🔍Regex Recipes

Extract Hashtags

Extract social media hashtags with Unicode support for international characters.

Pattern

#[\w\u00C0-\u017F]+

Explanation

Matches # followed by word characters and common accented characters. Add more Unicode ranges for other scripts.

Examples

Simple
Input
#javascript
Output
✓ Match
With numbers
Input
#web3
Output
✓ Match
Multiple
Input
Love #coding and #developer
Output
Matches both
With accents
Input
#café
Output
✓ Match (with Unicode range)
Not hashtag
Input
cost is #50
Output
✓ Match (but may be false positive)

Code Examples

JavaScript
// Basic hashtag extraction
const text = 'Loving #JavaScript and #WebDev! #coding';
const hashtags = text.match(/#[\w\u00C0-\u017F]+/g)
  .map(tag => tag.substring(1)); // Remove #
// Result: ['JavaScript', 'WebDev', 'coding']

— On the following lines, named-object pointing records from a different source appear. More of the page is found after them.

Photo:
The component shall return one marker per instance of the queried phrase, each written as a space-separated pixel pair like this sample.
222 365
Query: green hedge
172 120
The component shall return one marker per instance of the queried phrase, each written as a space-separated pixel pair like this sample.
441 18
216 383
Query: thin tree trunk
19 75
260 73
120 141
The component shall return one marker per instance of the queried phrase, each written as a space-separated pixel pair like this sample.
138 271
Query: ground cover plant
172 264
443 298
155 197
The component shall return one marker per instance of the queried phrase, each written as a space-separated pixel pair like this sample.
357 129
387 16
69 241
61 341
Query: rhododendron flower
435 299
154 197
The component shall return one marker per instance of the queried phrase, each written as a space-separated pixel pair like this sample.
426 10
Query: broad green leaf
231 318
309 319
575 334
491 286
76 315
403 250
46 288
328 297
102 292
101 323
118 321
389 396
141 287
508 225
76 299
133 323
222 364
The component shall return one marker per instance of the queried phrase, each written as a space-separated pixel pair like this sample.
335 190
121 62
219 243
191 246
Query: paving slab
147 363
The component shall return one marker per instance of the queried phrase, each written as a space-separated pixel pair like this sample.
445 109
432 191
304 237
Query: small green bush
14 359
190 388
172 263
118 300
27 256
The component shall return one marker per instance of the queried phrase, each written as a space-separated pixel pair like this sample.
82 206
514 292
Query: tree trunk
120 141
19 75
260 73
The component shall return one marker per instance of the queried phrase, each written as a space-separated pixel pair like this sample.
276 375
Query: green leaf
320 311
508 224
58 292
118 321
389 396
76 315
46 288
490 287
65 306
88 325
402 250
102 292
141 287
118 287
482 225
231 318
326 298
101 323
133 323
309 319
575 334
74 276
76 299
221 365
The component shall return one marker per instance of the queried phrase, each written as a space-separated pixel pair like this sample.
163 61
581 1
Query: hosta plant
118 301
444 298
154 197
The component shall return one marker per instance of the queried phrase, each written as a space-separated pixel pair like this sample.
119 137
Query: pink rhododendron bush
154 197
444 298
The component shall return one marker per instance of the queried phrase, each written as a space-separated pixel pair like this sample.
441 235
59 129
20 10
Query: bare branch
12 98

// More Unicode support (emoji, CJK, etc.)
const unicodeHashtags = /#[\p{L}\p{N}_]+/gu;
const tags = text.match(unicodeHashtags);

Try it Now

💡 Tips

  • Use \p{L} in modern regex for full Unicode support
  • Platform rules: Twitter allows letters/numbers, no spaces
  • Consider max length (often 100-140 chars)
  • Normalize to lowercase for comparison

⚠️ Common Pitfalls

  • May match # in non-hashtag contexts
  • Different platforms have different rules
  • Unicode support varies by regex engine
  • May need word boundaries for precise matching